К этому времени Тургенев уже выдал замуж всех дочерей Виардо, снабдив их приданым, во многом превышавшим выделенное своей собственной дочери...
...Тургенев встретился с Ю. П. Вревской перед ее отъездом в Яссы в Павловске, на даче у Я. П. Полонского, и был чрезвычайно рад этому свиданию. На сей раз проклятая «катковка» — так он в шутку называл свою болезнь — его не подвела. Потом он получал трогательные письма от Юлии Петровны из Болгарии.

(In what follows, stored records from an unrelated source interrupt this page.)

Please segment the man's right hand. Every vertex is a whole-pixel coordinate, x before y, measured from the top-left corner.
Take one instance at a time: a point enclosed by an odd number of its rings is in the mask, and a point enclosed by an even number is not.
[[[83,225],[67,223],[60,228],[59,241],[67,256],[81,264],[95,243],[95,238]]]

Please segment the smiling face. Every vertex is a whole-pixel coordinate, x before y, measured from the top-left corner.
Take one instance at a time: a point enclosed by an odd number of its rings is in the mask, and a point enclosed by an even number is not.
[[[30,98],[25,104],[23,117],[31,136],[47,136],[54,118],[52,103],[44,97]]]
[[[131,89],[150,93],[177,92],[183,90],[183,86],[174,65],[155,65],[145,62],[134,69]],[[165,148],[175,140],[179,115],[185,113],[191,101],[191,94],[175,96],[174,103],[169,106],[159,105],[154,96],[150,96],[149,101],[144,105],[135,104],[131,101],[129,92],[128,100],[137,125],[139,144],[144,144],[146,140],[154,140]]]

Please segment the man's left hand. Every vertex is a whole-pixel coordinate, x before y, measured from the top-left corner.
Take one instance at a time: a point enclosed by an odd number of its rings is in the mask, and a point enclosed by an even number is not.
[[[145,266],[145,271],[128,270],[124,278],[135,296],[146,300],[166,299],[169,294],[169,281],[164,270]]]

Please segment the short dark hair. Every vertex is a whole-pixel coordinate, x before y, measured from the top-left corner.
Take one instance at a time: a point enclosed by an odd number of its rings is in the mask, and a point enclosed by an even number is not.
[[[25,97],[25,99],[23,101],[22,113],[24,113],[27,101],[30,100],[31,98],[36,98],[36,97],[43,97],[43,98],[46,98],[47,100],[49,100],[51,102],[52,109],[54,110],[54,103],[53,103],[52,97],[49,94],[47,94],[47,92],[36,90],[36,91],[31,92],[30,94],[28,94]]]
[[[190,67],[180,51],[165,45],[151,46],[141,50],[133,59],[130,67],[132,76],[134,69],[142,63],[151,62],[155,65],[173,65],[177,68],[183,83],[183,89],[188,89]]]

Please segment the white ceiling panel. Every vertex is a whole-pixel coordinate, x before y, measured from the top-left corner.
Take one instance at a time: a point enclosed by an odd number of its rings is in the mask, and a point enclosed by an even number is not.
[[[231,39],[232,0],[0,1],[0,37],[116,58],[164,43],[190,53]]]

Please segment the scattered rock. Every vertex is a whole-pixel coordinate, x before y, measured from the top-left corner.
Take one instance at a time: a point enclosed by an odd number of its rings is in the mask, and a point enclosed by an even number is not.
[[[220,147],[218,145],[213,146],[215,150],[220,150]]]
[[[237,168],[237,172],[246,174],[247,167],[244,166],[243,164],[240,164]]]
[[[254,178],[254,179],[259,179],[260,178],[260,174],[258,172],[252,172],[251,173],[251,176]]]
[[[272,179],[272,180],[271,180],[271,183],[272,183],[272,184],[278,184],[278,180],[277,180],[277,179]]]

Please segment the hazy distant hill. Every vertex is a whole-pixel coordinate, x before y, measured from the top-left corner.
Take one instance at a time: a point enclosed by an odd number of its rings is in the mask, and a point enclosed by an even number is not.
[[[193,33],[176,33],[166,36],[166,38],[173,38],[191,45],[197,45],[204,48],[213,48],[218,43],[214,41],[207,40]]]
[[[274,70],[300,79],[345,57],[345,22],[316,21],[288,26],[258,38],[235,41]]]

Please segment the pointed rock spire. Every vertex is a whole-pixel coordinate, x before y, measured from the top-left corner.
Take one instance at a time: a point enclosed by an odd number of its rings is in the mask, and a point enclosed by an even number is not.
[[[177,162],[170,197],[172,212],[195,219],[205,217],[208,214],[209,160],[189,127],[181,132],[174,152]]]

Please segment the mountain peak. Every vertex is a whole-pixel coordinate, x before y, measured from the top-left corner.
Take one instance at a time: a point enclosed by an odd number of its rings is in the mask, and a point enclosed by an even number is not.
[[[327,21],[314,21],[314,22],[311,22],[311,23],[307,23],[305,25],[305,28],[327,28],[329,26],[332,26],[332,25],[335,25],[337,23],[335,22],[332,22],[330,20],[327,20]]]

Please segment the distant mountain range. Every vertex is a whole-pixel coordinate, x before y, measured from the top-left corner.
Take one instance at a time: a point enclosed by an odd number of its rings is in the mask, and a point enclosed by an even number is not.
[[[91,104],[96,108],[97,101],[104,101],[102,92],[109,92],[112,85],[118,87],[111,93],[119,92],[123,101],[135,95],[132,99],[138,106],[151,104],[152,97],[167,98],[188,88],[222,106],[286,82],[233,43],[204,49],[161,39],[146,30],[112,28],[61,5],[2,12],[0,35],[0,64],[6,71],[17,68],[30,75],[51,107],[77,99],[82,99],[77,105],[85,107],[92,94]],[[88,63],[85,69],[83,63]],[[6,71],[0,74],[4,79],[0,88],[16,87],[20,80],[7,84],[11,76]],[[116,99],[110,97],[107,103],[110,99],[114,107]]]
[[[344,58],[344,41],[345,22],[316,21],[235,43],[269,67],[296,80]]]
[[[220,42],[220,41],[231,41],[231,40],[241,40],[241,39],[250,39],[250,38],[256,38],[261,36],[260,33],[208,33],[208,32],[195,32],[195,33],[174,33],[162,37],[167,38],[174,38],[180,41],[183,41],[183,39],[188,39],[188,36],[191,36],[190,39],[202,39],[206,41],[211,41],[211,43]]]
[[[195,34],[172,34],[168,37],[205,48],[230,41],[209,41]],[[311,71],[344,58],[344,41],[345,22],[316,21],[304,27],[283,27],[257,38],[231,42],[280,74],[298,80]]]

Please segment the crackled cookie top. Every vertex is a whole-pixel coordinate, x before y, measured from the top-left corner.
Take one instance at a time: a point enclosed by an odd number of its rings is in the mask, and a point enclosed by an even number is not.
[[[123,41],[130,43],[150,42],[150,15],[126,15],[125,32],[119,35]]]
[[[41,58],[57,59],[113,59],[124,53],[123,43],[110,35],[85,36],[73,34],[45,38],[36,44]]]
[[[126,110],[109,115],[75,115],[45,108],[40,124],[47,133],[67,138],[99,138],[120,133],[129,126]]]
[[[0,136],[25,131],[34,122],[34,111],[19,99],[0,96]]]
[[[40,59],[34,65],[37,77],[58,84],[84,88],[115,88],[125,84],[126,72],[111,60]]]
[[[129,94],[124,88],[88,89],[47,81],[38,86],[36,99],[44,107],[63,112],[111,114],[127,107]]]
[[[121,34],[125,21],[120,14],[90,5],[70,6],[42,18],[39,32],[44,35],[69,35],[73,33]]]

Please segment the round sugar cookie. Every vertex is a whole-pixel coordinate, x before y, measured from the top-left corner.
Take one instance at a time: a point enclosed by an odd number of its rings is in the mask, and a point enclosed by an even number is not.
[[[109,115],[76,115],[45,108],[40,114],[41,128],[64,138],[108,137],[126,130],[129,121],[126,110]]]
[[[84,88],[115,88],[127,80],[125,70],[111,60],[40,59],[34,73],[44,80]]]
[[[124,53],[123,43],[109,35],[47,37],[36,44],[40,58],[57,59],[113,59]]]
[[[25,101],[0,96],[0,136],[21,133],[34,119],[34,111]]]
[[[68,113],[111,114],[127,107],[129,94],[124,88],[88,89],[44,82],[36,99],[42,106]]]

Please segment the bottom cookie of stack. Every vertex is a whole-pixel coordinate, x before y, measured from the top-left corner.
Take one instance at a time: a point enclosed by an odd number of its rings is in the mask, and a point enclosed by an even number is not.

Именно Ю. П. Вревская сообщила Тургеневу в Париж о тяжелой, неизлечимой болезни Н. А. Некрасова, о его желании примирения и советовала написать Некрасову письмо. «Я бы сам охотно написал Некрасову, — отвечал Тургенев, — перед смертью все сглаживается — да и кто из нас прав — кто виноват? «Нет виноватых», — говорит Лир... да нет и правых. Но я боюсь произвести на негр тяжелое впечатление: не будет ли ему мое письмо казаться каким-то предсмертным вестником».
В Петербурге летом 1877 года Тургенев узнал, что Некрасову уже ничего «казаться» не может; он понимает: дни его сочтены. Так состоялось последнее свидание:
«Мы были когда-то короткими, близкими друзьями... Но настал недобрый миг — и мы расстались, как враги.
Прошло много лет... И вот, заехав в город, где он жил, я узнал, что он безнадежно болен — и желает видеться со мною.
Я отправился к нему, вошел в его комнату... Взоры наши встретились.
Я едва узнал его. Боже! что с ним сделал недуг!
Желтый, высохший, с лысиной во всю голову, с узкой седой бородой, он сидел в одной, нарочно изрезанной рубахе... Он не мог сносить давление самого легкого платья. Порывисто протянул он мне страшно худую, словно обглоданную руку, усиленно прошептал несколько невнятных слов — привет ли то был, упрек ли, кто знает? Изможденная грудь заколыхалась — и на съёженные зрачки загоревшихся глаз скатились две скупые, страдальческие слезинки.
Сердце во мне упало... Я сел на стул возле него — и, опустив невольно взоры перед тем ужасом и безобразием, также протянул руку...
...Да... Смерть нас примирила».
«С немалым огорчением узнал я о смерти Некрасова, — писал Тургенев 1 января 1878 года А. В. Топорову из Парижа, — надо было её ожидать — и даже удивительно, как он мог так долго бороться. Никогда не выйдет у меня из памяти его лицо, каким я его видел нынешней весною».
Уходили, один за другим уходили люди, связанные с его прошедшей жизнью, и вместе с ними умирала большая часть его прошедшего, его молодости, его силы... «Вот и князь Черкасский отправился в ту сторону, иде же несть ни болезни, ни воздыхания, ни устраиваемой Болгарии! Предпоследний славянофил исчез (если только кн. Черкасский был славянофилом); последний, как известно, И. С. Аксаков».
В январе 1878 года прекратились письма от Ю. П. Вревской... А в феврале Тургенев сообщил П. В. Анненкову: «К несчастью, слух о милой Вревской справедлив. Она получила тот мученический венец, к которому стремилась её душа... Её смерть меня глубоко огорчила. Это было прекрасное, неописанно доброе существо. У меня около 10 писем, написанных ею из Болгарии. Я вам когда-нибудь их покажу. Её жизнь — одна из самых печальных, какие я знаю».
«На грязи, на вонючей сырой соломе, под навесом ветхого сарая, на скорую руку превращенного в походный военный гошпиталь, в разоренной болгарской деревушке — с лишком две недели умирала она от тифа.
Она была в беспамятстве — и ни один врач даже не взглянул на неё; больные солдаты, за которыми она ухаживала, пока еще могла держаться на ногах, поочередно поднимались с своих зараженных логовищ, чтобы поднести к её запекшимся губам несколько капель воды в черепке разбитого горшка.